As a group, ACT women are, in many ways, better off than women nationally. However, across both the social and economic spheres, many inequalities still exist between men and women in the ACT, and between different groups of women.

“The Government has recognised inequalities do still exist in our community and have addressed these through a variety of initiatives,” Ms MacDonald said.

To increase women’s representation and recognition within the community and to honour the first female Chief Police Officer in the ACT, Ms Audrey Fagan, the Audrey Fagan Foundation Scholarship program will be established.

The Scholarship provides $60,000 per annum and will be open to Canberra women in leadership positions working in law enforcement, care and protection, allied health areas or providing professional or social support in areas involving domestic violence or victim support.

As women are at a greater risk of experiencing poverty than men, economic security and access to opportunities are critical in supporting lifestyle choices and decision making. A grants program for women from Indigenous, culturally and linguistically diverse or low-income backgrounds will be established to support their return to work. Up to $1000 will be provided to women returning to the workforce after having a child.

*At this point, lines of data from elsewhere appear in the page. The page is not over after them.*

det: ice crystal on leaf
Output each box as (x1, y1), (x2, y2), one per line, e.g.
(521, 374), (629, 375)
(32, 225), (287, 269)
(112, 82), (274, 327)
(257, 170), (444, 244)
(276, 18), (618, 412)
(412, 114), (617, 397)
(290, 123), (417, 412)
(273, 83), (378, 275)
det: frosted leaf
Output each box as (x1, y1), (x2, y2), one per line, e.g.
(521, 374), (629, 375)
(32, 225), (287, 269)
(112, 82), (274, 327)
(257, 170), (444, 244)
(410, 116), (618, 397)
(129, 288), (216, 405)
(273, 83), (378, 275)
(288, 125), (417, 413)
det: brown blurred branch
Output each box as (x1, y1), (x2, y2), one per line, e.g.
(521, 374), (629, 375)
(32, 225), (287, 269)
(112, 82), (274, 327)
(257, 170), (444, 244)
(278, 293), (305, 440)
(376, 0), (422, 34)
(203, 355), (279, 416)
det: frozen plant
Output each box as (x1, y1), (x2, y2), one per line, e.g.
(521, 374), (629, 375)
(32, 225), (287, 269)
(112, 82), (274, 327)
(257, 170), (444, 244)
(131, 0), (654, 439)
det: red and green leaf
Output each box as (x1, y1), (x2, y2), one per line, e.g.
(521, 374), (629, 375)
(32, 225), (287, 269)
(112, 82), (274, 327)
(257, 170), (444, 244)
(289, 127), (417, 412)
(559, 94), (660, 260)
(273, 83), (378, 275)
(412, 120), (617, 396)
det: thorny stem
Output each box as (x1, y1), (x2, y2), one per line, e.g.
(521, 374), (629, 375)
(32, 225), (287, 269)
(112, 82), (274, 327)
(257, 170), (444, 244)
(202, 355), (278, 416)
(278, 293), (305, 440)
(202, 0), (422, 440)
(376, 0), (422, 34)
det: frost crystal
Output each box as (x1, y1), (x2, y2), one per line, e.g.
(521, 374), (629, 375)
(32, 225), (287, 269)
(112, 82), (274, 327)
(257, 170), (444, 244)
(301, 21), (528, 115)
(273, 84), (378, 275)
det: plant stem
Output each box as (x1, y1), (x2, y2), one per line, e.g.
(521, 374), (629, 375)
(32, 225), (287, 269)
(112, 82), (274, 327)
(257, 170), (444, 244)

“The Return to Work grants program gives eligible women the flexibility to prepare to return to work in a way that best suits their lifestyle,” Ms MacDonald said.

The initiatives announced in the Budget are linked to the six key themes of the ACT Women’s Plan:

. representation and wellbeing;
. good health and wellbeing;
. responsive housing;
. safe inclusive communities;
. economic security and opportunities; and
. flexible education and training.

“The Government has again made significant investments in health, education, housing and crime prevention services for the women of the ACT,” Ms MacDonald said. “Improving the status of women and girls is key to achieving our vision of the ACT as a strong, inclusive community, supporting opportunities for all.”